Dans un quartier déshérité de Gao, l'eau jaillit enfin d'un puits

Les habitants prennent l'eau du puits près de Gao, Mali, le 4 novembre 2017.

Turban fauve et noir, corsage blanc immaculé, bijoux dorés, Hawa Kanté s'est parée de ses plus beaux atours: dans le quartier le plus déshérité de Gao, habitants et autorités locales fêtent l'inauguration d'un puits.

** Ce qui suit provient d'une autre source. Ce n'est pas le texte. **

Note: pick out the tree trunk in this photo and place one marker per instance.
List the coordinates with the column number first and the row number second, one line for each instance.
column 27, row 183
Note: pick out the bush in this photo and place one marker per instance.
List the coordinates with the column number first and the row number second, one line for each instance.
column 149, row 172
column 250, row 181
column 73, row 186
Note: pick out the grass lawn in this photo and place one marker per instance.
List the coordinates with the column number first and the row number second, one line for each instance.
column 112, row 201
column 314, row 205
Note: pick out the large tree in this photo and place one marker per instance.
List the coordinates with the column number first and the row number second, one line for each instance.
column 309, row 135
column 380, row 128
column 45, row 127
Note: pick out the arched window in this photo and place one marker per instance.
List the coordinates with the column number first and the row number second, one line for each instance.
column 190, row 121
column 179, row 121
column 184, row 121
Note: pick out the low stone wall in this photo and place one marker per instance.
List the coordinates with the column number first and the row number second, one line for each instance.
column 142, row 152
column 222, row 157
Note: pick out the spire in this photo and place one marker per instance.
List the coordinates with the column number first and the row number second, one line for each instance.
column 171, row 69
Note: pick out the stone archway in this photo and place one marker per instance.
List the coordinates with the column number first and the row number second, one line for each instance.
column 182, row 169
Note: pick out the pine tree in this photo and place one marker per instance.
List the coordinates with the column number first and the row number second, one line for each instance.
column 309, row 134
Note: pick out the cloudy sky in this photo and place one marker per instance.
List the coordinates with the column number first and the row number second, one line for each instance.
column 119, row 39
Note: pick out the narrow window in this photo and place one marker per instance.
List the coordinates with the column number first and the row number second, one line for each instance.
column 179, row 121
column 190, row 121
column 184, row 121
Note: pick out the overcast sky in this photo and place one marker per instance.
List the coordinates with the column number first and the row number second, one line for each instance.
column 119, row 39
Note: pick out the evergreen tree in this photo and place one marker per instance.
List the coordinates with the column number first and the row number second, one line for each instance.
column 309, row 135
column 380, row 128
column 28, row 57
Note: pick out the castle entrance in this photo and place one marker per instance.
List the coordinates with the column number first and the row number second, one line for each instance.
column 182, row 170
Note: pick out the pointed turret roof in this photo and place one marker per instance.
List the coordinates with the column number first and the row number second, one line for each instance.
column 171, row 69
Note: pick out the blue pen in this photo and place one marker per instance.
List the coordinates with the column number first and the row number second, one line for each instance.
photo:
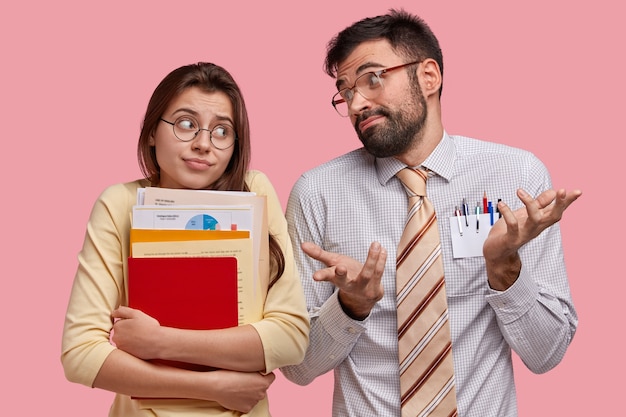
column 457, row 213
column 466, row 212
column 477, row 216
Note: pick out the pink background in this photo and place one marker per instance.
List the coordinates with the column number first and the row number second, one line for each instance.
column 76, row 77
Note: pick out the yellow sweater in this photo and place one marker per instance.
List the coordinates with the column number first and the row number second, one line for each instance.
column 100, row 287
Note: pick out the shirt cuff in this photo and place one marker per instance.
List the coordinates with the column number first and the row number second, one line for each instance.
column 514, row 302
column 338, row 324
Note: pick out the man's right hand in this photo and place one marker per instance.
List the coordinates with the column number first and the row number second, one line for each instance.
column 360, row 286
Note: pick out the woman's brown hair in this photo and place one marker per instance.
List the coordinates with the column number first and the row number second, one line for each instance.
column 210, row 78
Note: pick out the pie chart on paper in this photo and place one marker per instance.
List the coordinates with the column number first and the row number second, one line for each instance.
column 202, row 222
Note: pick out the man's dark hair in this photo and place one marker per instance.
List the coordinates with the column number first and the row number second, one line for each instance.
column 409, row 36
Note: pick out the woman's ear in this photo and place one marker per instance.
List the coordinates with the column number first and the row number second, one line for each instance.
column 430, row 75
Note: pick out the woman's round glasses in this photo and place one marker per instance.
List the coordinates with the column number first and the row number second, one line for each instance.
column 186, row 129
column 369, row 85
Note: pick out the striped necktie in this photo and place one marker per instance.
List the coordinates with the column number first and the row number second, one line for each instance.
column 424, row 345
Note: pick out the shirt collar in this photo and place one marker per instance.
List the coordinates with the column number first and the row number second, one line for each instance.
column 441, row 162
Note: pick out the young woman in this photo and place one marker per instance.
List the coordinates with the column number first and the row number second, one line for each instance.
column 195, row 135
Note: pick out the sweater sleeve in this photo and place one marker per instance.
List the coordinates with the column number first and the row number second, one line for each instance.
column 284, row 329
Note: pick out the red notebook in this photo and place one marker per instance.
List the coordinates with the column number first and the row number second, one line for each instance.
column 186, row 293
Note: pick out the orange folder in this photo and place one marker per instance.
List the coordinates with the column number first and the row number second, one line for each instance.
column 186, row 293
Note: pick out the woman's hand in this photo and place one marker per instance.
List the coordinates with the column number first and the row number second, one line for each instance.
column 241, row 391
column 135, row 332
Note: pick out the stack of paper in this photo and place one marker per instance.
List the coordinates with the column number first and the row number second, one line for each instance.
column 196, row 257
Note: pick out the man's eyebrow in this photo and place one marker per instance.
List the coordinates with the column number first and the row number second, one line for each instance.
column 366, row 65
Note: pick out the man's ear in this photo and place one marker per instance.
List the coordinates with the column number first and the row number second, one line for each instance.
column 429, row 74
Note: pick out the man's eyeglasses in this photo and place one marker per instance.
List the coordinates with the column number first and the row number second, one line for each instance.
column 369, row 85
column 186, row 128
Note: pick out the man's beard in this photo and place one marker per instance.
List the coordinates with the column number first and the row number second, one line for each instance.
column 400, row 130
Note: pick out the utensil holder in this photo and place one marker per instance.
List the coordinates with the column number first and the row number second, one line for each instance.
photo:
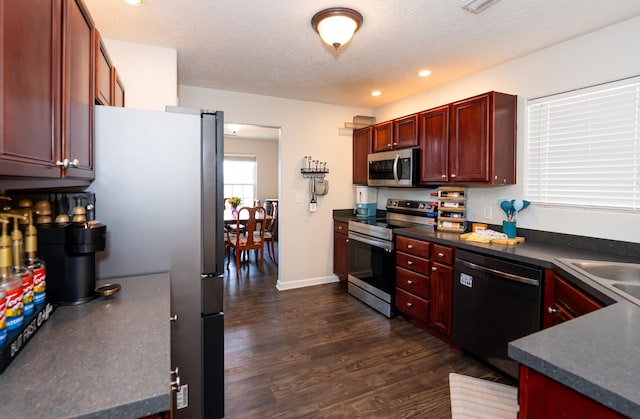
column 509, row 228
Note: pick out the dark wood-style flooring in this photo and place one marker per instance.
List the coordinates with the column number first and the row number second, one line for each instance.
column 317, row 352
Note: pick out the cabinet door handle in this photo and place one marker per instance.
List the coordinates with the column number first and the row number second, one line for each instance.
column 175, row 382
column 64, row 163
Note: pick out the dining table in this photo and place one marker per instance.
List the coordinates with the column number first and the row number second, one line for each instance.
column 230, row 216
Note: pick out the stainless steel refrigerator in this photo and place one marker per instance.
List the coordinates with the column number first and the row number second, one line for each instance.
column 159, row 188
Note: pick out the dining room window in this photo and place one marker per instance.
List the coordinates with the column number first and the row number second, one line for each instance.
column 583, row 148
column 240, row 177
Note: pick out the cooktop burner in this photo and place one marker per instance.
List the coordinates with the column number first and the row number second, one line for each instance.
column 400, row 214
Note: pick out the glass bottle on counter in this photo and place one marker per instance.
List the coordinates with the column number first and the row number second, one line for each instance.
column 10, row 283
column 3, row 318
column 17, row 250
column 32, row 262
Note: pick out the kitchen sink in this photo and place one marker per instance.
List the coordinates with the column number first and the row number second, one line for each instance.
column 620, row 272
column 621, row 278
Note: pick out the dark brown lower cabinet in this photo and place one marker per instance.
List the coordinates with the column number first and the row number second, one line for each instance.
column 340, row 249
column 563, row 301
column 541, row 397
column 424, row 285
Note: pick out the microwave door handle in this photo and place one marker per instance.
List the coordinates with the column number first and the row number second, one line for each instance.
column 395, row 168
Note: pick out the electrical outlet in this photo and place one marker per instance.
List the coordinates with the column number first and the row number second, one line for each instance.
column 488, row 212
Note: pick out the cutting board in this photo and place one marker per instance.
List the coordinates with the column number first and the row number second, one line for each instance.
column 509, row 242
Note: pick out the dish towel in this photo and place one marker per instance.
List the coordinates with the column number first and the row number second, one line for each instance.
column 477, row 398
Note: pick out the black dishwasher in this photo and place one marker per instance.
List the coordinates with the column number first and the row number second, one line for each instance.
column 495, row 301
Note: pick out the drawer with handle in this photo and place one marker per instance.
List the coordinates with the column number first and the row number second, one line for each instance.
column 412, row 246
column 442, row 254
column 413, row 282
column 412, row 305
column 414, row 263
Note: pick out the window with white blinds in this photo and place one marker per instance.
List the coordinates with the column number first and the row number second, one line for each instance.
column 240, row 177
column 583, row 147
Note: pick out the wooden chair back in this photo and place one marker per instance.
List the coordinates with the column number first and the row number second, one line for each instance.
column 254, row 227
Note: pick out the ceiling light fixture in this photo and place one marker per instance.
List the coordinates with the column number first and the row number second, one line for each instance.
column 477, row 6
column 234, row 128
column 336, row 25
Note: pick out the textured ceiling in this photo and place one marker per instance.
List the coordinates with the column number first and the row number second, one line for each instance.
column 269, row 47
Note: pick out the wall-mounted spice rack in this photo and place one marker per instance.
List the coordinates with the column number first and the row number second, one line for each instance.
column 314, row 168
column 451, row 209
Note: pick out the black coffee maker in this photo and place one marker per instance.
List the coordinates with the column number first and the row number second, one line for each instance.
column 69, row 251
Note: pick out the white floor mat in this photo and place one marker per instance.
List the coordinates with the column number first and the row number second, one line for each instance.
column 476, row 398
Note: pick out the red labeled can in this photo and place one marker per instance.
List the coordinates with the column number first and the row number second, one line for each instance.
column 27, row 291
column 39, row 283
column 14, row 313
column 3, row 318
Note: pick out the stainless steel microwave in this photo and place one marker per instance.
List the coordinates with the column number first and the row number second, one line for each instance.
column 397, row 168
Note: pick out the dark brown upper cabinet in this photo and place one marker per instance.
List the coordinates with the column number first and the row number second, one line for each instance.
column 482, row 140
column 104, row 67
column 405, row 131
column 78, row 85
column 383, row 136
column 361, row 150
column 30, row 109
column 47, row 92
column 434, row 145
column 395, row 134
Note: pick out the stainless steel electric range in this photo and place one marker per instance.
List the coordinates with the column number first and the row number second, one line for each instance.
column 371, row 276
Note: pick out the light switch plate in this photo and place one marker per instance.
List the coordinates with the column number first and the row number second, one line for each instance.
column 182, row 397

Un trésor inestimable pour cette communauté du Nord du Mali, privée d'accès à l'eau.

"Avant, je devais marcher 3 ou 4 kilomètres pour aller chercher de l'eau avec des bidons et faire la queue parfois toute la journée", raconte Hawa. "J'étais obligée d'emmener mes petits pour m'aider à transporter l'eau, ils n'allaient plus à l'école", confie cette mère de six enfants.

Derrière elle, les célébrations battent leur plein au pied du grand réservoir bleu pétrole, installé dans une rue parsemée de déchets plastique, où s'alignent de modestes maisons en torchis. Une nuée d'enfants du quartier chantent à tue-tête, drapeau malien en main, accompagnés d'un tam-tam.

Au beau milieu de la foule qui danse, une femme vient remplir deux seaux à l'un des six robinets à disposition. Au-delà des 6.000 résidents du quartier Tagoute de Gao, la ville principale du nord du Mali, à 1.200 km de Bamako, quelque 25.000 personnes habitant les alentours bénéficieront à l'avenir de cette installation flambant neuve.

"En 2015, un enfant de deux ans est mort ici par manque d'eau. C'est ce qui nous a motivés pour agir", raconte Boureima Keita, du mouvement local des Jeunes Patriotes.

"Plein de gens sont revenus à Gao après la crise (l'occupation de la ville en 2012 par les jihadistes, chassés l'année suivante par les forces armées françaises, ndlr). Les stocks d'eau étaient insuffisants, la situation était critique", explique-t-il.

Financé par Barkhane

Pendant des mois, les forces armées maliennes ravitaillent le quartier à l'aide camions-citernes, sans parvenir à couvrir les besoins. Le mouvement des Jeunes Patriotes sollicite alors les forces françaises de l'opération antijihadiste Barkhane, installés sur une base militaire aux abords de Gao, qui se saisissent du projet et débloquent un financement de 10.000 euros (15 millions de francs CFA).

Réalisé par une entreprise locale, le réservoir de 10 m3 dispose d'un système de pompage automatique qui fonctionne à l'énergie solaire, et va puiser à 80 mètres de fond.

"Nous avons une histoire commune avec le Mali, les relations entre la France et le Mali sont anciennes, elles n'ont pas commencé avec Barkhane", souligne le colonel français Arnaud Cervera, représentant à Gao du commandant de la force française au Sahel. Le Mali est une ancienne colonie française, devenue indépendante en 1960.

Don de médicaments, équipement d'écoles en ordinateurs... A Gao, ses hommes mènent régulièrement des actions civilo-militaires au bénéfice de la population.

Le centre et le nord du pays souffrent d'une grave pénurie d'eau, alertent régulièrement les ONG. Dans ces régions, où la crise de 2012 a provoqué la suspension des services de base, plus d'un Malien sur trois n'a pas accès à l'eau, selon le Bureau de la coordination des affaires humanitaires des Nations Unies (OCHA).

"Chez nous on dit +qui n'a pas d'eau ne peut pas vivre+. Aujourd'hui les femmes peuvent vaquer à leurs occupations et les enfants retourner à l'école, puisqu'ils ont de l'eau sous leurs pieds", se félicite Boureima Keita.